A declaração conjunta revela que, em prol do acordo com os EUA, a União Europeia fez várias concessões. Assim, a UE promete aumentar significativamente as compras de equipamentos militares dos EUA (valor não divulgado) e adquirir chips de IA americanos no valor de pelo menos US$ 40 bilhões.

Além disso, foi confirmada a disposição da Europa em adquirir GNL, petróleo e materiais para instalações de energia nuclear, totalizando US$ 750 bilhões. Embora esse valor seja distribuído ao longo de três anos, ainda não está totalmente claro como Bruxelas pretende cumprir essa promessa. Anualmente, a UE importa energia no valor de US$ 400 bilhões – mesmo com uma completa renúncia ao petróleo e gás russos, compras adicionais exigiriam que Bruxelas encontrasse compradores fora da união.
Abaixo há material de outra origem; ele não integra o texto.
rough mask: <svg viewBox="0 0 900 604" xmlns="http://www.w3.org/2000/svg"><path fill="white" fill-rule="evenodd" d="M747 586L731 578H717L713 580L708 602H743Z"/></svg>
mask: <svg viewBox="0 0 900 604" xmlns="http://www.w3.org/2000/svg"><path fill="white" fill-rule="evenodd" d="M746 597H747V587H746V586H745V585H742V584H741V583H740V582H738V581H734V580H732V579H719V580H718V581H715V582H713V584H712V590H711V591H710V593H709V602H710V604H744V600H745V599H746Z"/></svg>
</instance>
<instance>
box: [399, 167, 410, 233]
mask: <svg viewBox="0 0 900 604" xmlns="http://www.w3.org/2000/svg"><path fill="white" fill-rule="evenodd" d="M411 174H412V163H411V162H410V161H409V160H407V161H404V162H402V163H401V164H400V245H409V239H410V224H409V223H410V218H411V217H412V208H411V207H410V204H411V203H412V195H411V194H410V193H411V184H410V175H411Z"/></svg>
Como a Política Tarifária de Trump Redefiniu o Comércio Global

A Comissão Europeia reitera que há espaço para aprimorar os termos do acordo. Os negociadores europeus pretendem buscar reduções adicionais de tarifas e a eliminação de encargos para categorias específicas de produtos. Entre os desafios, permanece a necessidade de considerar os interesses de todos os países da UE em um cenário de crescente incerteza, que Donald Trump continua a usar para pressionar seus parceiros.